Cette logique peut avoir du sens dans la salle du conseil d’administration. Pour de nombreux utilisateurs créatifs d’Adobe, ce n’est pas si réconfortant. Ils craignent que les efforts d’Adobe pour servir tout le monde ne réduisent la profondeur et le contrôle qui ont rendu ses outils essentiels au départ. Les créatifs parlent franchement de Firefly, le système d’IA générative d’Adobe permettant de créer et d’éditer des images et d’autres contenus intégrés aux produits Adobe. Certains se demandent comment les modèles ont été formés, si des œuvres protégées par le droit d’auteur ont été utilisées et si de tels outils diminuent la valeur du travail créatif humain.
Cette tension transparaît dans la position publique de l’entreprise sur l’IA. Chez Adobe, nous souhaitons présenter nos nouveaux outils comme favorisant la créativité, et non comme la remplaçant. L’entreprise veut promettre une plus grande rapidité sans sous-entendre que les compétences sont moins importantes, et elle veut toucher un public plus large sans informer les principaux experts que l’IA réduira la valeur de leur travail.
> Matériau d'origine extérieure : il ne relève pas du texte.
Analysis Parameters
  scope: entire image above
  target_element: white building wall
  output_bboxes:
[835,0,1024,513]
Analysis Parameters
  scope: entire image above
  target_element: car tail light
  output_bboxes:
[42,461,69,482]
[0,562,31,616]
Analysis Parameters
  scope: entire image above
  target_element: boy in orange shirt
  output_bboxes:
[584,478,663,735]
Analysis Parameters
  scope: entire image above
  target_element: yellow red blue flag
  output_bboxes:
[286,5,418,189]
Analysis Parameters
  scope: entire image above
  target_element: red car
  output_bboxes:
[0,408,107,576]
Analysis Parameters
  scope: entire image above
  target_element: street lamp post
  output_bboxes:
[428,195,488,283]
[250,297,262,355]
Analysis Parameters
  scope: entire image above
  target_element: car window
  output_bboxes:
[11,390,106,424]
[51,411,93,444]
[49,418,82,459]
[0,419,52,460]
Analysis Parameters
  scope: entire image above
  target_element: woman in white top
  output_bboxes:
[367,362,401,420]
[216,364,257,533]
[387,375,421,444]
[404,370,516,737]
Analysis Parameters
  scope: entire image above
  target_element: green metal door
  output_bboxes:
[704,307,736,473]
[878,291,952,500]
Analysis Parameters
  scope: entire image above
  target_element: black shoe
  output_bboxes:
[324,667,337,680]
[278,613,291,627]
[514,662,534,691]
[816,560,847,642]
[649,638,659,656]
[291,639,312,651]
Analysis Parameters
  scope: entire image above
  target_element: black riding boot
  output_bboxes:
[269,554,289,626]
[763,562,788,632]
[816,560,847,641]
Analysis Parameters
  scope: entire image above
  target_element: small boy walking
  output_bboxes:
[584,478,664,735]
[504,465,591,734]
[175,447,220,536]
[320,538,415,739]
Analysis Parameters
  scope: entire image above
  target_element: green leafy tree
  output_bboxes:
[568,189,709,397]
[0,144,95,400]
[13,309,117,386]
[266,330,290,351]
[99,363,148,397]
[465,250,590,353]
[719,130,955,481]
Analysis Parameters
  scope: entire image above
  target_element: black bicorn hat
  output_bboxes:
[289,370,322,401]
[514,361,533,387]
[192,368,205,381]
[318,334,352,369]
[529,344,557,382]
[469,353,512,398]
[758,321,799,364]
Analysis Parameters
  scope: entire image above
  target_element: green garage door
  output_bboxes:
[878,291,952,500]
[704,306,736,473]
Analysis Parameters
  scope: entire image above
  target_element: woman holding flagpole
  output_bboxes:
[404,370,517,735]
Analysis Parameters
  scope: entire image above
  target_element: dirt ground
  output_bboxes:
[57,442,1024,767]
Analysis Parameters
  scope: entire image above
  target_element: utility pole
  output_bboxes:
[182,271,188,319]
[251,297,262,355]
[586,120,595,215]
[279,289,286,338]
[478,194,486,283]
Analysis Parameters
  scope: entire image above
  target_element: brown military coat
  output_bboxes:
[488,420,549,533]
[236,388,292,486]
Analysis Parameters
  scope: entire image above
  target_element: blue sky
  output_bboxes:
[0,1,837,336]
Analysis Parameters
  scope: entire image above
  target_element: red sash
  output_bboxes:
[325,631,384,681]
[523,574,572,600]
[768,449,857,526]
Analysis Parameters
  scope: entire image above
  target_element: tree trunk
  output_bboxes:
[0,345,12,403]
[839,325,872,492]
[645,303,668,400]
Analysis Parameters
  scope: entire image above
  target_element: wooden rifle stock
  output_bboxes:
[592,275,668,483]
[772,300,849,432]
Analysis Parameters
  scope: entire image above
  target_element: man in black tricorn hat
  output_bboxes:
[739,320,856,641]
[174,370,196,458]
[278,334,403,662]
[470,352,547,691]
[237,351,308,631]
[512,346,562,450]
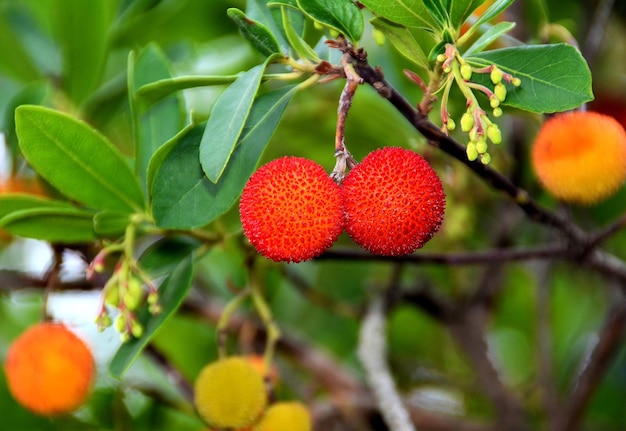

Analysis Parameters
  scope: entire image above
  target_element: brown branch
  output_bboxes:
[319,243,568,265]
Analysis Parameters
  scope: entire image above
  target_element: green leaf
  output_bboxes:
[93,211,131,237]
[466,44,593,113]
[296,0,364,43]
[109,254,194,379]
[358,0,436,30]
[153,86,297,229]
[50,0,114,104]
[0,207,97,243]
[470,0,513,31]
[268,0,299,6]
[0,5,40,82]
[138,236,202,278]
[228,8,282,57]
[448,0,486,29]
[282,6,319,61]
[421,0,448,26]
[0,194,80,219]
[200,63,266,183]
[463,21,515,56]
[370,17,428,70]
[136,75,240,106]
[247,0,291,51]
[132,43,184,194]
[15,106,146,213]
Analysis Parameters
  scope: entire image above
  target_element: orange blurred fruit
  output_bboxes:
[4,322,95,416]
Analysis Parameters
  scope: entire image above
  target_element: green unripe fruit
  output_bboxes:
[194,357,267,429]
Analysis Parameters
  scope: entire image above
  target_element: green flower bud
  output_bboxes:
[131,320,143,338]
[511,77,521,87]
[493,107,503,117]
[490,96,499,109]
[490,67,503,84]
[494,83,507,102]
[104,284,120,307]
[436,54,447,63]
[124,278,144,311]
[461,112,474,132]
[460,63,472,80]
[480,153,492,164]
[487,124,502,144]
[373,28,385,46]
[115,314,127,333]
[476,139,488,154]
[446,118,456,131]
[466,143,478,161]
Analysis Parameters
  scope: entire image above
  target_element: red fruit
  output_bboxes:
[239,156,344,262]
[341,147,446,256]
[4,322,95,416]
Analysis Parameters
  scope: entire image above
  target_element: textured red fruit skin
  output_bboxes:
[341,147,446,256]
[4,322,95,416]
[239,156,344,262]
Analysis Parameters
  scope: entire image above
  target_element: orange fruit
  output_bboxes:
[341,147,446,256]
[4,322,95,416]
[531,111,626,205]
[239,157,344,262]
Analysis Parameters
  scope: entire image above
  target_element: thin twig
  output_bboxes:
[358,297,417,431]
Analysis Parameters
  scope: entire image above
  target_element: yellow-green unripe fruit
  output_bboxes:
[254,401,312,431]
[194,357,267,429]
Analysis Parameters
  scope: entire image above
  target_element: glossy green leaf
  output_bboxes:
[153,86,297,229]
[421,0,448,26]
[0,6,40,82]
[358,0,435,30]
[297,0,364,43]
[370,17,428,70]
[138,236,202,278]
[448,0,486,28]
[228,8,282,57]
[0,194,80,218]
[15,106,146,213]
[466,44,593,113]
[468,0,515,33]
[463,21,515,56]
[199,63,266,183]
[136,75,240,106]
[0,207,97,243]
[247,0,291,51]
[109,254,194,379]
[132,44,184,194]
[93,211,131,237]
[268,0,299,7]
[282,6,319,61]
[50,0,114,104]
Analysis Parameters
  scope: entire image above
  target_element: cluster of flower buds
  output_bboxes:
[89,248,161,342]
[436,44,521,163]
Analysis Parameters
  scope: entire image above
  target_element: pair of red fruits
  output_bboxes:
[239,146,446,262]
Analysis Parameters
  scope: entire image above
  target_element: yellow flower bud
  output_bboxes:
[466,143,478,161]
[487,124,502,144]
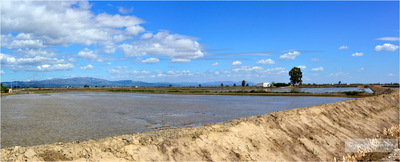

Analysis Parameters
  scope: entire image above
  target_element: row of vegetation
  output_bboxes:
[1,84,7,93]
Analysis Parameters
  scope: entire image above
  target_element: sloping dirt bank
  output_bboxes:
[1,91,399,161]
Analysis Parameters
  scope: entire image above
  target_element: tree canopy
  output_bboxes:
[289,67,302,86]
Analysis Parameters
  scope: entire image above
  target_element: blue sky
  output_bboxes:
[1,1,399,84]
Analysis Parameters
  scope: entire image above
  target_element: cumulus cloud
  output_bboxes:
[125,25,145,35]
[17,48,55,57]
[9,39,45,49]
[351,52,364,57]
[311,67,324,72]
[0,52,74,72]
[232,61,242,66]
[338,46,349,50]
[0,70,5,75]
[375,43,399,52]
[231,66,287,75]
[278,51,300,60]
[118,31,204,62]
[141,57,160,64]
[80,64,94,70]
[211,62,218,66]
[140,33,153,39]
[297,65,307,69]
[256,59,275,65]
[77,48,97,60]
[2,1,145,49]
[77,48,104,62]
[376,37,400,41]
[0,54,68,66]
[36,63,74,71]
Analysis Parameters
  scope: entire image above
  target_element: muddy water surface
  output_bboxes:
[1,92,353,148]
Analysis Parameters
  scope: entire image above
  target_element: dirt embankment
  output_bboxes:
[369,85,396,95]
[1,91,399,161]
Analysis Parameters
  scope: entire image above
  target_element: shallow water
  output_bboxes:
[212,87,373,93]
[1,92,353,148]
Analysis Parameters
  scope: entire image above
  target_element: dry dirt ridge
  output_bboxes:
[1,90,399,161]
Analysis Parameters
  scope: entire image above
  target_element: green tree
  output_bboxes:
[233,83,236,87]
[1,83,7,93]
[242,80,246,87]
[198,84,201,87]
[221,83,223,87]
[246,83,249,87]
[289,67,302,86]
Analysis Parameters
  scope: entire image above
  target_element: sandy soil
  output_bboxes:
[1,88,399,161]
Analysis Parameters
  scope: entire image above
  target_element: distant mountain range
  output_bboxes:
[1,77,255,88]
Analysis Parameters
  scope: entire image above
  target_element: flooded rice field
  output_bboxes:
[211,87,373,93]
[1,92,353,148]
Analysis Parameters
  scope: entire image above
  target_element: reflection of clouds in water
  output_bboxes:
[1,92,352,148]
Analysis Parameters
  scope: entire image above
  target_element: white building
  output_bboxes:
[257,82,270,87]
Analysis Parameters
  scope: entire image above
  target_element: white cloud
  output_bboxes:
[117,6,133,14]
[311,67,324,72]
[107,62,112,65]
[0,52,75,72]
[376,37,400,41]
[125,25,145,35]
[311,58,323,62]
[232,61,242,66]
[357,68,365,72]
[0,70,5,75]
[297,65,307,69]
[77,48,103,62]
[278,51,300,60]
[115,66,130,70]
[388,73,397,77]
[2,1,145,48]
[77,48,97,60]
[80,64,94,70]
[171,59,191,63]
[351,52,364,57]
[231,66,287,75]
[375,43,399,52]
[36,63,74,71]
[17,48,55,57]
[141,57,160,64]
[256,59,275,65]
[9,39,45,49]
[211,62,218,66]
[339,46,349,50]
[108,68,151,75]
[119,31,204,62]
[327,72,350,78]
[140,33,153,39]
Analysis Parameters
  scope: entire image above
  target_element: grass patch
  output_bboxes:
[109,89,155,93]
[342,91,361,95]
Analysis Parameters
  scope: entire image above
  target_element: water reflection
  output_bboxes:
[1,92,353,148]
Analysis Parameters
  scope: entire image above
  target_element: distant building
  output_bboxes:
[7,88,12,93]
[257,82,270,87]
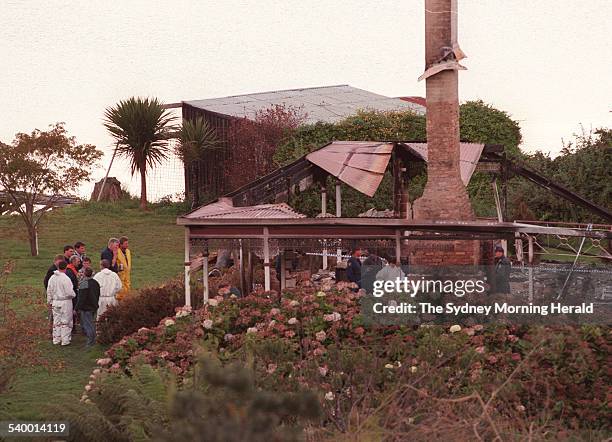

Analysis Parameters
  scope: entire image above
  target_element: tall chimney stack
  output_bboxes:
[407,0,480,266]
[412,0,474,221]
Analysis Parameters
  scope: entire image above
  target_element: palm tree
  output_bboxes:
[104,97,175,209]
[175,117,218,206]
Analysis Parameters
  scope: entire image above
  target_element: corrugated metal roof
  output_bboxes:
[185,199,305,220]
[402,143,484,185]
[184,85,425,124]
[306,141,394,197]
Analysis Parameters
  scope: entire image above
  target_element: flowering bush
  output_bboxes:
[94,283,610,436]
[96,279,185,345]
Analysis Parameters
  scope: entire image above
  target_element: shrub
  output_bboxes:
[50,354,319,442]
[95,283,610,436]
[97,279,185,345]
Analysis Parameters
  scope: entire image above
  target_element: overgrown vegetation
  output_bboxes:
[225,104,306,191]
[51,354,319,442]
[71,284,610,440]
[509,128,612,223]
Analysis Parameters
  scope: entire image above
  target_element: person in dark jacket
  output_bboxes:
[63,245,75,264]
[361,252,383,294]
[73,241,87,270]
[346,248,363,289]
[493,246,511,294]
[101,238,120,273]
[76,267,100,347]
[44,254,66,290]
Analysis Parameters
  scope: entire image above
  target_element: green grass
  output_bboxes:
[0,200,186,421]
[0,199,185,289]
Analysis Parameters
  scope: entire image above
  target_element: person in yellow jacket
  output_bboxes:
[116,236,132,301]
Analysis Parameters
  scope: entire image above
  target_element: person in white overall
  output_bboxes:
[93,258,122,317]
[46,261,76,345]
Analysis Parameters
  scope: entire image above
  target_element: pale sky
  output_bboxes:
[1,0,610,198]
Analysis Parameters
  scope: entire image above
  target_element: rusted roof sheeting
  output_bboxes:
[402,142,484,185]
[306,141,394,197]
[185,199,305,220]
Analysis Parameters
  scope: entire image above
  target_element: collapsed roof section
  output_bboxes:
[306,141,394,197]
[183,198,305,220]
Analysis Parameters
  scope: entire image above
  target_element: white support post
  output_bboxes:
[321,188,328,270]
[336,183,342,263]
[202,242,209,304]
[528,235,534,265]
[263,227,271,291]
[280,251,286,290]
[492,177,507,255]
[515,232,524,266]
[184,228,191,307]
[239,240,245,295]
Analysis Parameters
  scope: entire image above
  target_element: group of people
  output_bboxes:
[44,237,132,346]
[345,245,511,293]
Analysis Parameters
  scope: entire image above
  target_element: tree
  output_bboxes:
[0,123,102,255]
[104,97,175,210]
[275,103,524,218]
[175,117,219,206]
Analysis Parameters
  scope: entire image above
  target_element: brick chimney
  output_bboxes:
[408,0,479,265]
[412,0,473,221]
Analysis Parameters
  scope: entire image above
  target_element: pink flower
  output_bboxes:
[323,312,341,322]
[353,327,365,336]
[511,353,521,361]
[266,363,277,374]
[487,355,498,364]
[288,317,299,325]
[284,330,296,338]
[96,358,112,366]
[475,346,485,354]
[203,319,214,329]
[318,366,328,376]
[270,308,280,316]
[473,324,484,331]
[315,330,327,342]
[313,347,325,356]
[84,385,92,392]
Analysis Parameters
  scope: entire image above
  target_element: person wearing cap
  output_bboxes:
[493,245,511,294]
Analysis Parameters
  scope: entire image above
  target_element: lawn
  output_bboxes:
[0,199,186,421]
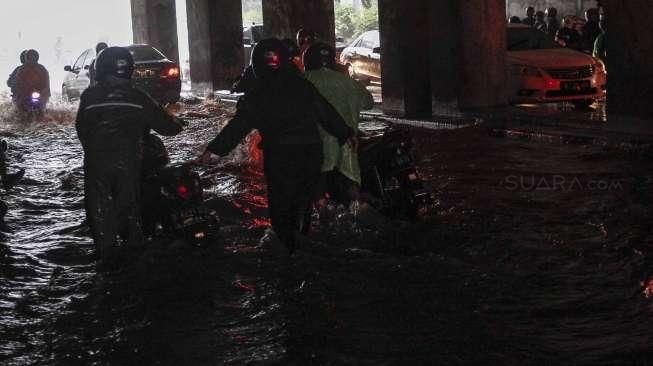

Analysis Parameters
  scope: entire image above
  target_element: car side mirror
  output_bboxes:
[373,47,381,54]
[64,65,72,72]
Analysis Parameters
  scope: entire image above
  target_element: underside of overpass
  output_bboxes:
[130,0,653,120]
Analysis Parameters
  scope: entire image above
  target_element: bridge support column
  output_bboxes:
[606,0,653,119]
[186,0,244,91]
[262,0,335,46]
[131,0,180,63]
[378,0,507,117]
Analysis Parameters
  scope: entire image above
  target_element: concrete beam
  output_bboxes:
[186,0,244,91]
[606,0,653,119]
[457,0,508,109]
[262,0,335,46]
[430,0,461,113]
[131,0,180,63]
[378,0,432,118]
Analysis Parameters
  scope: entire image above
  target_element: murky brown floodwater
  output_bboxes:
[0,97,651,365]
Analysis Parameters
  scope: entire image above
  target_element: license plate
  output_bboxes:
[175,207,208,226]
[561,80,590,91]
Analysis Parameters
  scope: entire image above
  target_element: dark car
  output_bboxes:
[62,44,181,104]
[339,30,381,83]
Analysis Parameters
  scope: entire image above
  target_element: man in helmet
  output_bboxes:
[303,42,373,205]
[6,50,27,98]
[522,6,536,27]
[534,11,546,31]
[88,42,109,87]
[543,7,560,37]
[75,47,184,264]
[296,28,317,71]
[197,38,355,254]
[593,16,606,62]
[582,8,601,52]
[12,50,50,105]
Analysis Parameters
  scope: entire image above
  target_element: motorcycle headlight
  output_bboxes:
[31,92,41,99]
[511,64,542,77]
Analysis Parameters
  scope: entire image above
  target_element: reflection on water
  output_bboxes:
[0,96,651,365]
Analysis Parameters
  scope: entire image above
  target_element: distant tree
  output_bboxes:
[335,4,357,40]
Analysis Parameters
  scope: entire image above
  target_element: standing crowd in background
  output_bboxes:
[509,6,606,61]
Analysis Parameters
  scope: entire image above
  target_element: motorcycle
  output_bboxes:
[15,90,46,121]
[358,127,432,220]
[141,135,219,246]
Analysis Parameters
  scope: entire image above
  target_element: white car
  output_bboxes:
[507,24,606,107]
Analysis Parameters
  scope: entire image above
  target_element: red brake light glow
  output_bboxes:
[177,185,191,199]
[162,66,180,78]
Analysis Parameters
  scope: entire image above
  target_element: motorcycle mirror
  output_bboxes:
[64,65,72,72]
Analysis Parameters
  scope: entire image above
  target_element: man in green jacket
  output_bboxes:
[303,42,374,204]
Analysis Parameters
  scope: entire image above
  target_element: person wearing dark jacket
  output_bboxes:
[88,42,108,87]
[75,47,184,262]
[6,50,27,97]
[11,50,50,104]
[198,38,354,254]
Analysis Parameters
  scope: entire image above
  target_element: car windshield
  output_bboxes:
[507,28,560,51]
[127,46,166,62]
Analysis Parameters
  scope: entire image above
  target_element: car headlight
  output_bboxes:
[511,64,542,77]
[31,92,41,99]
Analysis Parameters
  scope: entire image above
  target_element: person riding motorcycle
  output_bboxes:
[6,50,27,97]
[197,38,355,254]
[11,50,50,108]
[232,38,302,94]
[75,46,184,263]
[304,42,374,204]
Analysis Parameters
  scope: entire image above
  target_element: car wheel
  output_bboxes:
[572,99,594,109]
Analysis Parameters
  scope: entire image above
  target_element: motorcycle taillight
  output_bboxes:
[177,184,191,199]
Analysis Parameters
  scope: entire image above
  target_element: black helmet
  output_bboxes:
[94,46,134,81]
[303,42,336,71]
[281,38,300,60]
[545,7,557,18]
[19,50,27,64]
[251,38,288,79]
[296,28,316,49]
[24,49,39,64]
[95,42,108,54]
Ces positions sont difficiles à maintenir d’un seul coup, d’autant plus que les aspects économiques de l’IA poussent les éditeurs de logiciels à automatiser et à produire en masse.
Néanmoins, le pari de Chakravarthy est que lorsque n’importe qui pourra créer du contenu rapidement et à moindre coût, l’originalité, l’identité et le flair deviendront plus importants. Dans ce monde, Adobe n’a pas besoin de gagner en étant la seule entreprise capable de générer du contenu. Vous devez réussir en aidant vos clients à transformer les matériaux qu’ils génèrent en pièces qui leur ressemblent indéniablement.